United Kingdom Wagner, Rouse, Rimsky-Korsakov: Katherine Bryan (flute), Royal Scottish National Orchestra, Peter Oundjian (conductor), Usher Hall, Edinburgh, 03.10.2014 (SRT)
Wagner: Overture, Die Meistersinger von Nürnberg
Rouse: Flute Concerto (Scottish premiere)
Rimsky-Korsakov: Scheherazade
The RSNO’s new season got off to a storming start with their grandly ebullient Meistersinger overture, all gleaming brass and capacious strings. Not only was the playing extrovert but, impressively for Oundjian, I really enjoyed the sense of the long line that ran through the music, as if nobody had taken a breath between the opening C major chord and the appearance of Walther and Eva’s love music. Scheherazade, too, sounded like a concerto for orchestra with every sectional principal getting their moment in the sun. Maya Iwabuchi played the violin solos with great flair, but she was joined in the style stakes by, especially, David Hubbard’s bassoon playing and the clarinet of Stefan Harg. When I listened to his recent recording of the work, I complained that Oundjian manipulated the tempo for the sea music in the first movement. It bothered me again tonight, which makes me think it must be an interpretative decision rather than getting carried away in the moment. Still, there was less overall that bugged me and, on the whole, I thought the playing more stylish and the shaping more sophisticated than with his Toronto recording.
More interesting still, though, was the Scottish premiere of Christopher Rouse’s flute concerto. The first two weeks of this season sees the orchestral principals playing concerto solos, and tonight principal flute, Katherine Bryan, played the concerto written for her teacher at the Julliard School. Rouse wrote his concerto in 1993 and was very moved by the contemporary story of the murder of James Bulger. He, therefore, wrote the central movement as an Elegy for the boy. The concerto is then bookended by two Amhrán (song) movements heavily influenced by Celtic music and two prickly faster movements surround the central Elegy.
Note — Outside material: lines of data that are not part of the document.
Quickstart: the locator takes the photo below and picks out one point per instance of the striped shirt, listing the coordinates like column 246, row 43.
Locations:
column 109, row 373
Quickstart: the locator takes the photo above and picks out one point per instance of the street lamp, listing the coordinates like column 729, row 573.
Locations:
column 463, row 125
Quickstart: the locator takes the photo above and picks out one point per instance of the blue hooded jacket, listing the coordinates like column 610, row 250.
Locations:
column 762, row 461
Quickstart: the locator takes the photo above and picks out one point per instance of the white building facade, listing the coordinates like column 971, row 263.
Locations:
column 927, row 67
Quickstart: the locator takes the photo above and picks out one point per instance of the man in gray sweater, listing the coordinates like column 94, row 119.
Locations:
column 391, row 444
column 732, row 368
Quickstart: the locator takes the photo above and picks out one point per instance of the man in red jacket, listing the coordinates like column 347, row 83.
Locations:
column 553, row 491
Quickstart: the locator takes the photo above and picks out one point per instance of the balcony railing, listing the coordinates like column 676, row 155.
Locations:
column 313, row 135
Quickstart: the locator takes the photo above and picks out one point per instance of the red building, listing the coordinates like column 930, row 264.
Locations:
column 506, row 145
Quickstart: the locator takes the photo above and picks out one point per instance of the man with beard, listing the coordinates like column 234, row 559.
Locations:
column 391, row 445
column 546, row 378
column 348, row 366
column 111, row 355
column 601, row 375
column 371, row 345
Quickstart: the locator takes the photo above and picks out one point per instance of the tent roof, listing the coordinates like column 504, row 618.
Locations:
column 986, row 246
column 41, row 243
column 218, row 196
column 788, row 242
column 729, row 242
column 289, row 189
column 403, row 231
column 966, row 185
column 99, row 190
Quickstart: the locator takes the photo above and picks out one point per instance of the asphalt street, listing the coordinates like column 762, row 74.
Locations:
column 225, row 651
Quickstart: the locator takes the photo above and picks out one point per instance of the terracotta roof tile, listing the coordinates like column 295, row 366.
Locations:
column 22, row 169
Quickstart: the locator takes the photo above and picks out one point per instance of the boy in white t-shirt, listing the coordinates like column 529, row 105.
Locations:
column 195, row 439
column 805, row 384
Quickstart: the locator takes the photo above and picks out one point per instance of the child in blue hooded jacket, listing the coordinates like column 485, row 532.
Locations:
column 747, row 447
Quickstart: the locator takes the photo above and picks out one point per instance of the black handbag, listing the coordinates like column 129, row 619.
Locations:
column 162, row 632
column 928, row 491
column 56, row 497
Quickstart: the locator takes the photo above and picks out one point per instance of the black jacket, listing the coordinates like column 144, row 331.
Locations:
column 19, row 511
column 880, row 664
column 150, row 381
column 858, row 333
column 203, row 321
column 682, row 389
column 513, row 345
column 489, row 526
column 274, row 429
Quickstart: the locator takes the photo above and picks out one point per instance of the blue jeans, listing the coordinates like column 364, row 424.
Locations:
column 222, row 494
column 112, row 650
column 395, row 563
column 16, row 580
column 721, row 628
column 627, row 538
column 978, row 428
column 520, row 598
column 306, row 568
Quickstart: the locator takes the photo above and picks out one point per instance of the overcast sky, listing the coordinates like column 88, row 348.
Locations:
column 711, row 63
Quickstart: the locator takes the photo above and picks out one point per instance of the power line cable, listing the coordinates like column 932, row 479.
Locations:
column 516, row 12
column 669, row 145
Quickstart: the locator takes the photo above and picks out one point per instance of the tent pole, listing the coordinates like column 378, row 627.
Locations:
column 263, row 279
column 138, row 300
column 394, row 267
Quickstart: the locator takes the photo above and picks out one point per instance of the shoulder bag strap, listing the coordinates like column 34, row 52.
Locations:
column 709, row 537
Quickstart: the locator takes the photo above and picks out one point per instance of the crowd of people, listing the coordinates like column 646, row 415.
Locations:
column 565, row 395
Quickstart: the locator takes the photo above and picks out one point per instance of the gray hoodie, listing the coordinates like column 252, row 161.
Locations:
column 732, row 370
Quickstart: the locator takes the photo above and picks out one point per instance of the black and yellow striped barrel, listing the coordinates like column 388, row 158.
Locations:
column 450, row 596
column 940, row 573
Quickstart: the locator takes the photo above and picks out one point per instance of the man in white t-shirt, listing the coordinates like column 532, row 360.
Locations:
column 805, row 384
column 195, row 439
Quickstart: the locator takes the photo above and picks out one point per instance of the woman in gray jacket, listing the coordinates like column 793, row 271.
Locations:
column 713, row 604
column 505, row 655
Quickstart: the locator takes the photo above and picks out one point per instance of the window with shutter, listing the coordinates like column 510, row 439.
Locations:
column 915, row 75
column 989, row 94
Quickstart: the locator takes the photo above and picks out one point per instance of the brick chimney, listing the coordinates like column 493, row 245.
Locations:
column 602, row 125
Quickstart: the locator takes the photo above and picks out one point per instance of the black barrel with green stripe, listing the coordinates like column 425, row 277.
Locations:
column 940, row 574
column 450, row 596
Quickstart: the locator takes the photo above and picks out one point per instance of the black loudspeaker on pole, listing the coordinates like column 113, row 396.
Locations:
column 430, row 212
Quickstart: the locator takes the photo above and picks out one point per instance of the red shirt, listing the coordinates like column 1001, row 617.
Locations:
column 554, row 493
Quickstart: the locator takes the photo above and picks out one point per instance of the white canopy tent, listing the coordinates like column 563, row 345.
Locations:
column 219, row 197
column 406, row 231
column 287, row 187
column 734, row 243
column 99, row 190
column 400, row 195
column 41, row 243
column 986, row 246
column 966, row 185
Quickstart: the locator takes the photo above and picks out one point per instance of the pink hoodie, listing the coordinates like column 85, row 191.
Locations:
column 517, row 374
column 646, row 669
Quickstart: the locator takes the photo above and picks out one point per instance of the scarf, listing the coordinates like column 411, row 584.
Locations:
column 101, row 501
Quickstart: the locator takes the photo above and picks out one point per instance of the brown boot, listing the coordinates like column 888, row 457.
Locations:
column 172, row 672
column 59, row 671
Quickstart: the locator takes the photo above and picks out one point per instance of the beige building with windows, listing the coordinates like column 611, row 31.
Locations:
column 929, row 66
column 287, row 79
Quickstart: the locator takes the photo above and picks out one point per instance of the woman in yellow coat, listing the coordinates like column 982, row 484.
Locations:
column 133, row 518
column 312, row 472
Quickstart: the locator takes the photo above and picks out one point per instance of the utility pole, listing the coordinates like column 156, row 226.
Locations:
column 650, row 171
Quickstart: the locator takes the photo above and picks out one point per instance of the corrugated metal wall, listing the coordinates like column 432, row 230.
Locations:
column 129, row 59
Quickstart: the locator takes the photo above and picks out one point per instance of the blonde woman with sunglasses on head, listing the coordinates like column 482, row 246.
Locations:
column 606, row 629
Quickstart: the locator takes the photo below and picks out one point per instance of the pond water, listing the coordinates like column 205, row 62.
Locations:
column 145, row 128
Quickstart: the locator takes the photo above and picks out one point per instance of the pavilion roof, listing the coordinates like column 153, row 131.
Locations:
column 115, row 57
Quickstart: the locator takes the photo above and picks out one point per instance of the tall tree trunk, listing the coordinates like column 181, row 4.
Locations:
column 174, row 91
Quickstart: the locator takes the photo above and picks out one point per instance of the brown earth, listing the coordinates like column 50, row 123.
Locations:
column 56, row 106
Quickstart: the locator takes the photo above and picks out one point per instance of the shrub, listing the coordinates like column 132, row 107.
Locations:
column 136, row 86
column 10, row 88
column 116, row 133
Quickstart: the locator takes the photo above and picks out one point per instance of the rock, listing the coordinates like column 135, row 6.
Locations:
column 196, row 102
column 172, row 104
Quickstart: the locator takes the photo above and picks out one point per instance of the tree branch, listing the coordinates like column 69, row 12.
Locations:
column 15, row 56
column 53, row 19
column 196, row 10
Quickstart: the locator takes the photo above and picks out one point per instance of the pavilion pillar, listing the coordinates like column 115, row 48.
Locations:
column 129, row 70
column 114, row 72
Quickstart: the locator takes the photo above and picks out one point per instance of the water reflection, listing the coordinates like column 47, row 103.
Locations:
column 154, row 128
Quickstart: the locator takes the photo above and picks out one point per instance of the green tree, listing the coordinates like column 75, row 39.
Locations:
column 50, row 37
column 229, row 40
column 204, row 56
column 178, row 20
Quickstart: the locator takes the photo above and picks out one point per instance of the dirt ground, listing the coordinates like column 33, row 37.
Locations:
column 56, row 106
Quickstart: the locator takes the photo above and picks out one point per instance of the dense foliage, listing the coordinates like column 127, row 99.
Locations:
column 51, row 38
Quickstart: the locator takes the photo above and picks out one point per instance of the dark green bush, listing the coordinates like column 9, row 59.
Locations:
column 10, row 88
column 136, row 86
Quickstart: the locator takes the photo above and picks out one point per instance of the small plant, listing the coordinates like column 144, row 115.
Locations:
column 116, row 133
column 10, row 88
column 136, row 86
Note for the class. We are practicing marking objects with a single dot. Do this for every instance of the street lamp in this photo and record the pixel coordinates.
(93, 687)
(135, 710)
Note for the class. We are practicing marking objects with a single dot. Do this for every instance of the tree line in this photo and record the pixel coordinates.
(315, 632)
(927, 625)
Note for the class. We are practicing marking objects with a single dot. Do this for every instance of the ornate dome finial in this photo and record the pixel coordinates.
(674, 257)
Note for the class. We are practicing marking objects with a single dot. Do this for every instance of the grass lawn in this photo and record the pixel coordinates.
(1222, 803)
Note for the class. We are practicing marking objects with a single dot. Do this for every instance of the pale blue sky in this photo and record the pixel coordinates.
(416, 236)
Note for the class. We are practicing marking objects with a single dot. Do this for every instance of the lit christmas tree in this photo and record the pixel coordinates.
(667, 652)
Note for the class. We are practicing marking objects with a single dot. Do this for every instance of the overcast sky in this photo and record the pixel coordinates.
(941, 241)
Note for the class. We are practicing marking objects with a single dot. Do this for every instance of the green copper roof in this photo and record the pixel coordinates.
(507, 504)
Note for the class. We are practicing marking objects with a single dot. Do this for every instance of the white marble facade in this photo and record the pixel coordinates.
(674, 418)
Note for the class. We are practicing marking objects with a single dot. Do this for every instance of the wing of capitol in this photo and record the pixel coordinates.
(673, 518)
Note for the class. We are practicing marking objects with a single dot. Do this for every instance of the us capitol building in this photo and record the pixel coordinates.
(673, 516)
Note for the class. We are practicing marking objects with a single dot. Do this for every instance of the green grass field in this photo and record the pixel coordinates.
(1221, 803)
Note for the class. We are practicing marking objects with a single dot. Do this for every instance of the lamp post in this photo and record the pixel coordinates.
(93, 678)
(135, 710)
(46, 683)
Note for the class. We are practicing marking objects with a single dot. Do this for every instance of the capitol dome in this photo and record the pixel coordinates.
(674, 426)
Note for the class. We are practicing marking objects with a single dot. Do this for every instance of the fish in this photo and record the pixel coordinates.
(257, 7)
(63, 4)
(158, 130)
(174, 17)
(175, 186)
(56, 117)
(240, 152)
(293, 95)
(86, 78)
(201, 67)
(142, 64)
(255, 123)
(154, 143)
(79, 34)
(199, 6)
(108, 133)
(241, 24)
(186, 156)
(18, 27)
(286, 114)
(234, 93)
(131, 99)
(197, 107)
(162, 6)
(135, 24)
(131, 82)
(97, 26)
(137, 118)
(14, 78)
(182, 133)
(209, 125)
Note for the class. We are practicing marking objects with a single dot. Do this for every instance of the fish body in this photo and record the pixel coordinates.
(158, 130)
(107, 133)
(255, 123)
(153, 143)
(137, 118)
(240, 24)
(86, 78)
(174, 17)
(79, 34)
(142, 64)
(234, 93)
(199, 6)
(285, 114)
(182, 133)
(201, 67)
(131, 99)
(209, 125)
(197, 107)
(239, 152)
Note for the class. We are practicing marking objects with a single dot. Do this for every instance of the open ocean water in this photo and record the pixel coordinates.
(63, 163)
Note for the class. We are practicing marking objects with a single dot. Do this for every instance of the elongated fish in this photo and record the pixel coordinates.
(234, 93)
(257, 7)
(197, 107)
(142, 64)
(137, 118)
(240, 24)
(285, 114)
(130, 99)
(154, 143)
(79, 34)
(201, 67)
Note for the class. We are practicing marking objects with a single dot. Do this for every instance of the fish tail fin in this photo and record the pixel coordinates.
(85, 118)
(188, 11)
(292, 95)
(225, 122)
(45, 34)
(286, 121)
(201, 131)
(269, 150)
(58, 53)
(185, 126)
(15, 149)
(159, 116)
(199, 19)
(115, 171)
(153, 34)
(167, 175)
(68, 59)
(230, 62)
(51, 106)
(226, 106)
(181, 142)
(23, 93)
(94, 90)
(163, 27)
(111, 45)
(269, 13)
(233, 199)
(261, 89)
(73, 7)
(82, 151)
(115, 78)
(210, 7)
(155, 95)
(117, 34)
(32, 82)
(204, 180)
There are some truly glorious sections of melody on offer here. Those Celtic outer movements flow with soulful beauty and a wonderful tune that should confound anyone who criticises all contemporary music for its dissonance. The central Elegy features a theme so richly Romantic that it would be at home in any Howard Shore film score, but the surrounding music contains elements of danger and anger, as befits the movement’s theme, and the solo flute plumbs quasi-Mahlerian depths of emotion at times, setting apart the concerto’s heart from the more airy outer movements.
For all that, it remains an uneven work. The juxtaposition between the mood of the slow, melodic sections and the sparky faster ones is so strong as to make the music seem almost schizophrenic, and those big moments of melody appear after little or no preparation, then disappear as quickly with little consequence. Still, I’m glad I heard it and will certainly listen out for it again. Bryan is clearly entirely convinced by the work and she plays it with superb dedication, be it in the gorgeously expressive moments or the (pretty stunning) virtuoso work of the second and fourth movements. I particularly liked the moment in the Scherzo where the solo flute plays a dazzlingly brilliant passage alongside the three orchestral flutes, as if the four of them are chuckling at their own joke. Well done to everyone involved.